Differentiated prices according to the type of accommodation required
The location of properties remains a determining factor for prices, as well as the surface area or type of housing. Overall, prices per m² decrease with the size of the property. It is a fact that small surfaces are the game of investors who pull the market upwards.
Today, we can see that an apartment under construction is 15 to 20% overpriced compared to an old apartment of equivalent size and located in the same place. Buying a property: newly built or existing?
Thus, an apartment of less than 50m² new will cost on average 7.969 €/m² in new buildings compared to 6.871 €/m² in old ones. An apartment of 130 m² and more will cost on average 6,316 €/m² in new buildings compared to 4,855 €/m² in old ones.
Prices per m² in the canton of Luxembourg are on average 8,571€/m² for new buildings and 7,893 €/m² for old ones. These are to be compared with the prices in the north of the country at 4,829€/m² in new buildings and 4,277 €/m² in old buildings.
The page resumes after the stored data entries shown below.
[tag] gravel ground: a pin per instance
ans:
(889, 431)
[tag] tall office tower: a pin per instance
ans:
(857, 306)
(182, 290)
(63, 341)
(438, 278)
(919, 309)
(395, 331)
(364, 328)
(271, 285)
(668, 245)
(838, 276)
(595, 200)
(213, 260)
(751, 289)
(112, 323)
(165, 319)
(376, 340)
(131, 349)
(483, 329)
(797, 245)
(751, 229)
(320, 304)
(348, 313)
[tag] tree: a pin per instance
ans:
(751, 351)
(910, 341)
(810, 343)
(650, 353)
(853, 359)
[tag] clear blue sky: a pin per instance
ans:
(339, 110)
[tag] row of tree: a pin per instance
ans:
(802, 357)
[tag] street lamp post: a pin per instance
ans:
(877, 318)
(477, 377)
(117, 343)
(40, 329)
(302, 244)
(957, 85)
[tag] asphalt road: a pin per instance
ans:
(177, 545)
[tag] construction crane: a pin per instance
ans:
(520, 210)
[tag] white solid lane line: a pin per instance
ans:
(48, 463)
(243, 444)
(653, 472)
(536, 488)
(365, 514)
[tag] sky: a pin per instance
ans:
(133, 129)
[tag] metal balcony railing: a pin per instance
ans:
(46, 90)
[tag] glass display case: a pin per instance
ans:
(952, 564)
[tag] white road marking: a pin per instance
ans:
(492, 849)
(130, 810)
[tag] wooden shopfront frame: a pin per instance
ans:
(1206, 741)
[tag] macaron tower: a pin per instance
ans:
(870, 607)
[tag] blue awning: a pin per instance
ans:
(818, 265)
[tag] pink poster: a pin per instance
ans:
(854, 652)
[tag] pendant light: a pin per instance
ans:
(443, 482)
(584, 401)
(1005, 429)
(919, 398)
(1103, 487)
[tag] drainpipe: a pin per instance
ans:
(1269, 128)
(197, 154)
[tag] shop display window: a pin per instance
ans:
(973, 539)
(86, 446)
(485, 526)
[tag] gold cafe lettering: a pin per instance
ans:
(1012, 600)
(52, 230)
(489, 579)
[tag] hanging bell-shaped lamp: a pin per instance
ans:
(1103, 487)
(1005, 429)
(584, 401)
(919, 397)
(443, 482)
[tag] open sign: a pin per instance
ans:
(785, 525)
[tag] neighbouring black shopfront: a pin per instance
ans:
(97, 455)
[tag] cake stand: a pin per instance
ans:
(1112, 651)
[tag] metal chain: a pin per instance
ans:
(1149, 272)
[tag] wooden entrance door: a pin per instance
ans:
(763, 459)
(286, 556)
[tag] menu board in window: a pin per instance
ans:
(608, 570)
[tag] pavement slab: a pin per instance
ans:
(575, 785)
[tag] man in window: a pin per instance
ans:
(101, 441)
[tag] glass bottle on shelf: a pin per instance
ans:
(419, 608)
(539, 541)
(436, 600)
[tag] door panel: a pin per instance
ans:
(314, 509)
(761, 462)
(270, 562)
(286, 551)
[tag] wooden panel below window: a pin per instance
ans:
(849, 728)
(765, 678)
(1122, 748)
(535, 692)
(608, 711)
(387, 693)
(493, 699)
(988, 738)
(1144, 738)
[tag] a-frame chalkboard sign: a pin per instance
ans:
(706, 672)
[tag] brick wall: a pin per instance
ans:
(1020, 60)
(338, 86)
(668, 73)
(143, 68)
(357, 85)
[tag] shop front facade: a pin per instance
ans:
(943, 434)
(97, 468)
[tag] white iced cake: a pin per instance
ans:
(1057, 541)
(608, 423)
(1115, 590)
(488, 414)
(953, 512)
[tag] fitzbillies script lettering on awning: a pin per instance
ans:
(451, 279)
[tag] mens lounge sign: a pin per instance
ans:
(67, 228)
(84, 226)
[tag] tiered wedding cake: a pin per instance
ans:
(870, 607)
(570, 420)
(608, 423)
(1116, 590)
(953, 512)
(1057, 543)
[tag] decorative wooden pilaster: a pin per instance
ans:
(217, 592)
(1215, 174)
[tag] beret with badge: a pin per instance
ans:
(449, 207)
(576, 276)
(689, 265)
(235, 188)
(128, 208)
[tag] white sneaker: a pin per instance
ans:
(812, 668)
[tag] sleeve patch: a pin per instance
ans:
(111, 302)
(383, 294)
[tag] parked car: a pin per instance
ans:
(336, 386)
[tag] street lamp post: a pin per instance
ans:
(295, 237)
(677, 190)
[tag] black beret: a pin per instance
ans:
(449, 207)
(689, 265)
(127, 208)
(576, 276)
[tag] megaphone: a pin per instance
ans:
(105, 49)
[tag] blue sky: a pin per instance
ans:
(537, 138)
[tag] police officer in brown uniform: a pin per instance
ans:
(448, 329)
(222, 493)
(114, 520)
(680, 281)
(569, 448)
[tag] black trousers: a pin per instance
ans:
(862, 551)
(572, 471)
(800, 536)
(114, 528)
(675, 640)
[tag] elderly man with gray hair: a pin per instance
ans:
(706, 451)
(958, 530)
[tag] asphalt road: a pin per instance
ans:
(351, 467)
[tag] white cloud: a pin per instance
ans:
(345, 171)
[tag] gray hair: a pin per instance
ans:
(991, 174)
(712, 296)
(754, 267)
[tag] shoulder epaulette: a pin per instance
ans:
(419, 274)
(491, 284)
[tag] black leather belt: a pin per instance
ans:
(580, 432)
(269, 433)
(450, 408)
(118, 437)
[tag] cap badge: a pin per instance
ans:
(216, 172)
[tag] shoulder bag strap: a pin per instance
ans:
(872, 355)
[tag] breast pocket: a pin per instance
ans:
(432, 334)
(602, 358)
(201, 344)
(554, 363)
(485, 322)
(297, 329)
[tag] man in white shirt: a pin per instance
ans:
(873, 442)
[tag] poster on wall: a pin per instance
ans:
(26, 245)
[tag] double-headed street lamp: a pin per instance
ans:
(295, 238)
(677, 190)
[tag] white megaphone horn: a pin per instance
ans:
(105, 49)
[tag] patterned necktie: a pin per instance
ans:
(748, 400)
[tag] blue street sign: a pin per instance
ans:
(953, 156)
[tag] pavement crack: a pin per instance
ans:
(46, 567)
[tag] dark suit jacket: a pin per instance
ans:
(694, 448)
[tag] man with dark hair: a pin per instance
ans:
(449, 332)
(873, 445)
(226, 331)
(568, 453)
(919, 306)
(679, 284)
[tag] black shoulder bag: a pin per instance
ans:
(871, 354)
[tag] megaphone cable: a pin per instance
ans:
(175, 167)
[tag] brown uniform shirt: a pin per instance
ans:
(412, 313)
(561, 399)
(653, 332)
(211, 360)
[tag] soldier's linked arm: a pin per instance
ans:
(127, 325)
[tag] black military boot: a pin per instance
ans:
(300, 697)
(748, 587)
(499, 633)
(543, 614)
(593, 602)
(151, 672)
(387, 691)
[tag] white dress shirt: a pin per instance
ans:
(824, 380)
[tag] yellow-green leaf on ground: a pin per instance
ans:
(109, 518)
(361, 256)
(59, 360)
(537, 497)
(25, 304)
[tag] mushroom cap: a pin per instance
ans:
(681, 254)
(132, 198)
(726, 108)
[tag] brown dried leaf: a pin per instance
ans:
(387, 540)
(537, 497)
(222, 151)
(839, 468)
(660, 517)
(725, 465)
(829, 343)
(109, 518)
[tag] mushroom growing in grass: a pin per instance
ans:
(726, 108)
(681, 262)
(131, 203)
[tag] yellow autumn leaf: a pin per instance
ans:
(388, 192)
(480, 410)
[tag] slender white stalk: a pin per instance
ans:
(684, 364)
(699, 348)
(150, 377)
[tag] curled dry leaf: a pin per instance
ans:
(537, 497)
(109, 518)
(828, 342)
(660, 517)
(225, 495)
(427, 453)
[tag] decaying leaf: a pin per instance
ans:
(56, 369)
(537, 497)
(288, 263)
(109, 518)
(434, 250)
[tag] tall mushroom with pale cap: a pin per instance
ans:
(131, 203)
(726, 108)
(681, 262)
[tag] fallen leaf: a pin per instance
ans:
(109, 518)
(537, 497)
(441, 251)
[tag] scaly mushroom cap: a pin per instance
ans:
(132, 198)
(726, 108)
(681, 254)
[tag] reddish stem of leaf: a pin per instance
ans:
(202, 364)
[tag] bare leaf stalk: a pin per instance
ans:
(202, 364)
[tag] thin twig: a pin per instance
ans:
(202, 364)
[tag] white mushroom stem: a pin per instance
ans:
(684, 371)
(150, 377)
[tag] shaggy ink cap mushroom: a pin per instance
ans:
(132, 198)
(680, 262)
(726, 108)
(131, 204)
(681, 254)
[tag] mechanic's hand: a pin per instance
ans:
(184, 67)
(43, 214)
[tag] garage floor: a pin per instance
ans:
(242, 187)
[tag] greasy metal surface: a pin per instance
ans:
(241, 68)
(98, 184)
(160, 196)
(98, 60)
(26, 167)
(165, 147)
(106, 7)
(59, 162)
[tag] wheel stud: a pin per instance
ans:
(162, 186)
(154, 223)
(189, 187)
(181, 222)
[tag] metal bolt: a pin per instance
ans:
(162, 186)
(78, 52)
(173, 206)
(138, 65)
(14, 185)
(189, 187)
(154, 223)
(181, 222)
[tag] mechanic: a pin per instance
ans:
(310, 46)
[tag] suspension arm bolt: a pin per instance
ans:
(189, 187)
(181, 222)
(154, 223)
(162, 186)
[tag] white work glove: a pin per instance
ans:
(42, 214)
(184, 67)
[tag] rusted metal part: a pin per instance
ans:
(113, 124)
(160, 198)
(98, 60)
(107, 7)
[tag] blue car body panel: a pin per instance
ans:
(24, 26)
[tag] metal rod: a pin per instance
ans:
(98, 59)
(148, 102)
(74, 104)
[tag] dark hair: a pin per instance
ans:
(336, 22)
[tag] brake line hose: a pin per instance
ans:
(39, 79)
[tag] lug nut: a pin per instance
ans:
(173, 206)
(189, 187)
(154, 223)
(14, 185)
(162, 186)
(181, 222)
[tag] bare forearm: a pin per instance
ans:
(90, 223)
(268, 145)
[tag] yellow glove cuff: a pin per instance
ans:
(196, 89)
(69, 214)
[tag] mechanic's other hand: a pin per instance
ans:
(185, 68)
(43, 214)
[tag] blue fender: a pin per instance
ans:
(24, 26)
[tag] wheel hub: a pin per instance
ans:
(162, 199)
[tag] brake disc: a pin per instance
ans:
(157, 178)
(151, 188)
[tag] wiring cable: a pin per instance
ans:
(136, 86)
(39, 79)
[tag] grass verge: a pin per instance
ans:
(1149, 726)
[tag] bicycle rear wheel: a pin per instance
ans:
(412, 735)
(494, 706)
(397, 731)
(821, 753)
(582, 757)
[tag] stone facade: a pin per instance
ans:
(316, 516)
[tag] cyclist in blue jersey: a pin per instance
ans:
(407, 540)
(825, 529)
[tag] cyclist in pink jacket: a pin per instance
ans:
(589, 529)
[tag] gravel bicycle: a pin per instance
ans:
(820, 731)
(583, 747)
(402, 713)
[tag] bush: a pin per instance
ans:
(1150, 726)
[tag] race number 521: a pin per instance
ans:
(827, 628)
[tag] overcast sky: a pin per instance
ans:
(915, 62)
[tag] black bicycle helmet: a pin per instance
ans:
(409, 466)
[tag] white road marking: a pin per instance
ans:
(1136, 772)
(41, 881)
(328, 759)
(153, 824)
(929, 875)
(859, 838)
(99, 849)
Between the two, prices decrease between the Capellen/Mersch region, the East region and the Esch-sur-Alzette region.
As far as houses are concerned, it will take on average 1,157,621 euros to acquire a house in the canton of Luxembourg, 791,127 € on Capellen / Mersch and 541,756 in the north, less than half!
Measures aiming at giving a little oxygen to a real estate market in need of offers (real estate capital gains taxed at a reduced rate until 31 December 2018) have now been completed. We can consider that the objective has been achieved. Indeed, after an increase in transactions in 2018 to anticipate the end of this measure, the number of transactions fell sharply in the first quarter of 2019. Transactions resume in the 2nd quarter of 2019. We can therefore expect that the rest of 2019 will continue to be as dynamic as ever.
But at a time when we are talking about a population of more than 1 million people in 2060, what are the prospects for the future? A recent working group organised by OLAI with the presence of the Minister of Family and Integration, Corinne Cahen, established that it was essential to take steps to prepare the country to welcome these new residents. Possibilities could be explored, such as reducing the size of housing units. The objective would thus be to have a larger housing stock, while the country is short of supply in response to demand. But it is above all a question of seducing landowners to free up land, when they have no interest in seeing prices fall. This could be done through administrative facilities. Legislation could also evolve to allow higher occupancy rates for housing, such as the rental of unoccupied rooms.